In this paper, the primary aim was to evaluate and compare the motor and cognitive changes induced by rTMS and tDCS in the upper limb rehabilitation in patients with stroke, both in short and in long term outcome. Secondarily we searched for a possible link between motor and cognitive measures.
We chose the most effective paradigm of rTMS in chronic stroke according to meta-analyses and consensus papers (Lefaucheur et al., 2014), a low-frequency protocol applied onto the controlesional motor cortex (M1). For tDCS, in the absence of a gold standard, we chose a paradigm with a dual sites montage validated in non-inferiority trials (Schlaug et al., 2008; Lüdemann-Podubecká et al., 2014). The tDCS was performed in conjunction with a cognitive training focused on the brain representation of the hands, the mirror-box therapy (MT), to direct the neuromodulation effect as wished.

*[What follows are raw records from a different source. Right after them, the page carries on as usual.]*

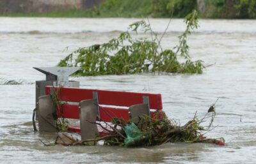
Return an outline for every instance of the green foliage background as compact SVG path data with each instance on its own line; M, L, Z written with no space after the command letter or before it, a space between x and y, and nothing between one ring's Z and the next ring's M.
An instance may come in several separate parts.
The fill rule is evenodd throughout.
M91 10L53 11L48 13L6 13L0 16L49 17L170 17L183 18L201 8L199 17L256 19L255 0L106 0Z

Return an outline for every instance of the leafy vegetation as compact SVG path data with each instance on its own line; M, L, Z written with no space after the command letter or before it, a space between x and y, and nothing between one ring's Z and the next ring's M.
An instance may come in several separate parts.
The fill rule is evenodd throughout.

Our aim was to create a paradigm easy to apply in a clinical setting.
To compare the NIBS techniques in the same patients we created a treatment longer than usual applying a second cycle of stimulation, after a washout period, using different techniques in the two cycles (rTMS/tDCS).
A randomized clinical trial divided into three studies was designed to explore the following issues:
A longer NIBS stimulation could be beneficial in stroke rehabilitation?
What are the differences between rTMS and tDCS in stroke rehabilitation?
NIBS motor stimulation effects can modulate or be modulated by patients’ cognitive status?
In the first study we evaluated if a cumulative effect, mediated by an offline improvement (consolidation or savings), was clinically detectable. We also evaluated the differences between a first priming cycle with rTMS followed by tDCS and first priming with tDCS followed by rTMS.
In the second study we compared the effects of the two techniques to test if brain plasticity effects could depend on the type of NIBS. In the third study, we searched for a possible link between motor and cognition changes, evaluating if cognitive measures changed in patients with motor improvement differently from the patients without motor improvement.